Folha de S.Paulo

Nada será como antes

O PSDB assiste ao drama de seu escolhido no estilo cada um por si e Deus por todos

- Daniela Lima Editora da coluna Painel

“Não leva o meu apoio, não leva o meu voto, não leva o voto dos amazonense­s”. O autor da frase, Arthur Virgílio (PSDB), prefeito de Manaus, dirigia-se ao correligio­nário Geraldo Alckmin, candidato dos tucanos à Presidênci­a. É sabido que os dois não se bicam, mas um chute desses na canela de um político que vive momento delicado na disputa diz mais sobre o que se tornou o PSDB do que sobre Alckmin ou o próprio Virgílio.

Ala significat­iva do partido parece ainda não ter entendido que a eventual derrocada de seu candidato ao Planalto nesta eleição não marcará apenas o ocaso político de um dos principais nomes do tucanato, mas o da própria sigla, que caiu em desgraça depois de se entrinchei­rar numa batalha sobre ética com o PT sem avaliar a espessura de seu telhado de vidro.

Alckmin vive o inferno de qualquer candidato. Em baixa nas pesquisas, é alvo da desconfian­ça de aliados que dão suporte à sua candidatur­a e tornou-se persona non grata para companheir­os que também disputam a eleição.

No Nordeste, políticos da coligação tucana distribuem santinhos pedindo votos para o 13, número do PT.

Marqueteir­os de candidatos a governador pelo PSDB começam a orientar seus clientes a afastar qualquer menção a ele da publicidad­e eleitoral.

Mesmo em São Paulo, estado que comandou por quatro vezes, o presidenci­ável iniciou a disputa com dois aliados na corrida pelo governo e agora não encontra nenhum disposto a defendê-lo na TV.

Estava escrito que o tucano enfrentari­a alguma dificuldad­e nesta eleição, marcada desde o início pelo tom beligerant­e, de acerto de contas. A começar pela fala, monocórdia, repetitiva e comedida, ele não parecia se encaixar no cenário dominado pela histeria.

Jamais, porém, seus aliados imaginaram que estariam, a menos de 20 dias do pleito, vendo o político patinar nas pesquisas abaixo dos dois dígitos de intenções de voto.

Forjado na política tradiciona­l, cria de Mário Covas, Alckmin corre o risco de replicar o desempenho do padrinho na eleição de 1989 —repetidame­nte comparada à deste insano 2018. Naquele ano, Fernando Collor e Lula polarizara­m a disputa. Covas terminou em quarto lugar, com 11% dos votos.

Derrotado, decidiu subir no palanque petista contra Collor, que considerav­a um mal maior. O resto é história.

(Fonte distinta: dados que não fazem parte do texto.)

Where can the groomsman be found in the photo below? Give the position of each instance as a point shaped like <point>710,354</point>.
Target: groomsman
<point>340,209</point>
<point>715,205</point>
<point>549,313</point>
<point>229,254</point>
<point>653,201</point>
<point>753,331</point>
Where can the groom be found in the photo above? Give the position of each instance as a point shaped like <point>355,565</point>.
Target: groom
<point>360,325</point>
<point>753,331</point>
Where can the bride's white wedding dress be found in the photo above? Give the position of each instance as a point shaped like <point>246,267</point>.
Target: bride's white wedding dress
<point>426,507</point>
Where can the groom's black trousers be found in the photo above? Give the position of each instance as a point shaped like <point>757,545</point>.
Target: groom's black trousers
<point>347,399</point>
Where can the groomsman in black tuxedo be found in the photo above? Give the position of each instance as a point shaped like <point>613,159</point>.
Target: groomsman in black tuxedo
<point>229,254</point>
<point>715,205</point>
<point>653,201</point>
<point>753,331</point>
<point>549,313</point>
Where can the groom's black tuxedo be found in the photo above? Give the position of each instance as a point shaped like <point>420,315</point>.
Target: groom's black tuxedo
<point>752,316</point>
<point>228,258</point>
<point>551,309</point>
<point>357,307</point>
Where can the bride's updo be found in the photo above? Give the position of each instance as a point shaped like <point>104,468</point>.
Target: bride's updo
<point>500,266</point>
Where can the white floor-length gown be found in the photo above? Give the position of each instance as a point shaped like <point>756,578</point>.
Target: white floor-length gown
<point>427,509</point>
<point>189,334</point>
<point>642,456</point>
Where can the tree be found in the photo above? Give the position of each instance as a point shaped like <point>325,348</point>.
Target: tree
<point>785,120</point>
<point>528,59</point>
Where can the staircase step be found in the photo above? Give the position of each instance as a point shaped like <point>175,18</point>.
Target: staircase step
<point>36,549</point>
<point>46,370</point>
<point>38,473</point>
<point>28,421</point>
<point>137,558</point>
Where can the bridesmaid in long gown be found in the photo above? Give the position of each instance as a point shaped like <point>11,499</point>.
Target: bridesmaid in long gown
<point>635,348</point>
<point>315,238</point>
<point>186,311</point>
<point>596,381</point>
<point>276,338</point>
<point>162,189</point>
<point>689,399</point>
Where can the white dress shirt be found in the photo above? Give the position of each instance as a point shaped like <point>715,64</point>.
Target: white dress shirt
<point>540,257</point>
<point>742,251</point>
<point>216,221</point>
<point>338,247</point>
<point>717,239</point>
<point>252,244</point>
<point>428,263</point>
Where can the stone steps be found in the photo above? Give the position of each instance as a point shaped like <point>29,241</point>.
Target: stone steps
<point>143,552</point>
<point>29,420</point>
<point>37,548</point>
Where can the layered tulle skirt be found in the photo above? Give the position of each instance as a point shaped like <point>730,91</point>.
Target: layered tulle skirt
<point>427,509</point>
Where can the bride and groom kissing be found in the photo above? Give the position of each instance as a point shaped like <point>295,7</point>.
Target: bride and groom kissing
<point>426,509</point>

Nos bastidores, dirigentes de partidos que apoiam Alckmin já começam a discutir o que vão fazer num eventual segundo turno entre Jair Bolsonaro (PSL) e Fernando Haddad (PT). O presidenci­ável ainda não jogou a toalha. Luta pelo que hoje parece um milagre —não há na história recente registro de recuperaçã­o que lhe dê margem a esperanças.

O PSDB assiste ao drama de seu escolhido no melhor estilo cada um por si e Deus por todos. Parece não entender que com Alckmin vão-se a posição e o eleitorado que a sigla conquistou desde a sua fundação. Parece não entender que vai deixar de ser a linha mestra de um setor importante da política. Que não mais será a referência do chamado “campo azul”, do eleitorado refratário ao PT.

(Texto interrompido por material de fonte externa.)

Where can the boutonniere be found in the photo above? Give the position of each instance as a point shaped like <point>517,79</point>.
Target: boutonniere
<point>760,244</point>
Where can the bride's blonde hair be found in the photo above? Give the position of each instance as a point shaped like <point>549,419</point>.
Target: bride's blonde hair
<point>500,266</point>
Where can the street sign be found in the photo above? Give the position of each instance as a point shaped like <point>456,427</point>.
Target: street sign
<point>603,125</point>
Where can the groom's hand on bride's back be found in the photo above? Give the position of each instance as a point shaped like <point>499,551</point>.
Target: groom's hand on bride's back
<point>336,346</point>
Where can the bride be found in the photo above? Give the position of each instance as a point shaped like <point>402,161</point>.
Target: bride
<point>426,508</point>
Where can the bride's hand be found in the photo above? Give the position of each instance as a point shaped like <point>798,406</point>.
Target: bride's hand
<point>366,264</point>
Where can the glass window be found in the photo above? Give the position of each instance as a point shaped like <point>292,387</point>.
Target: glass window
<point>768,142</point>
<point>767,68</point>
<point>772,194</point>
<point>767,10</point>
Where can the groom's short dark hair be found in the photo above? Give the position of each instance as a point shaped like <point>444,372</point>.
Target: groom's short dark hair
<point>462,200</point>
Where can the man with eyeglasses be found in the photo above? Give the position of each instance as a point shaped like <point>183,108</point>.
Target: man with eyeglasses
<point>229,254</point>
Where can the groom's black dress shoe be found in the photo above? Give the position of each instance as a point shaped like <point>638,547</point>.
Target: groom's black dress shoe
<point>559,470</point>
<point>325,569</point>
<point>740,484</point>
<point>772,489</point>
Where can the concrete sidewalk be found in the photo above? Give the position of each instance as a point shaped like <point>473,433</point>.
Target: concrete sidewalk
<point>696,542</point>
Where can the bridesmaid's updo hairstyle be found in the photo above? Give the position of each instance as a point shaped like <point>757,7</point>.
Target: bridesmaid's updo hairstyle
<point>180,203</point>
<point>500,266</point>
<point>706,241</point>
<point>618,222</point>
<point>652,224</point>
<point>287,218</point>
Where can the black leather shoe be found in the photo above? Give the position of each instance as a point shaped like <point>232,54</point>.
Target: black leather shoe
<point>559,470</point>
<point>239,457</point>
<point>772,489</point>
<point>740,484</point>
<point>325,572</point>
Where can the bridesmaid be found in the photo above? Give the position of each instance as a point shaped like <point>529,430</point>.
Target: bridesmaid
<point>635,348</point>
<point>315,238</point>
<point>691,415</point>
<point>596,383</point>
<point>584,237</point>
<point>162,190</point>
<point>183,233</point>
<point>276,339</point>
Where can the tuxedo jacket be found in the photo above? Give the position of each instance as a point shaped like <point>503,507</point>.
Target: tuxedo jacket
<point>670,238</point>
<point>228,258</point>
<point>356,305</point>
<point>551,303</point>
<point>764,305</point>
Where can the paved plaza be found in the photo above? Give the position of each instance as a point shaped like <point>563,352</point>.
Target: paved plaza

Uma eventual derrota de Alckmin marcará o anoitecer do partido que ocupou por duas vezes a Presidênci­a, governou por mais de 20 anos o maior estado do país, que era referência para uma ala da academia, de economista­s e de idealizado­res de programas sociais.

Se vier, a ruína do tucano evidenciar­á uma legenda que não cultivou novos líderes. Que viu José Serra (PSDB-SP) e Aécio Neves (PSDB-MG) serem abatidos pela Lava Jato, Alckmin sofrer avarias e sangrar em praça pública e cujo último nome que despontou como promissor, João Doria, orgulha-se em dizer que é empresário, gestor, lobista, qualquer coisa, menos político.

Boa sorte ao que restar do tucanato.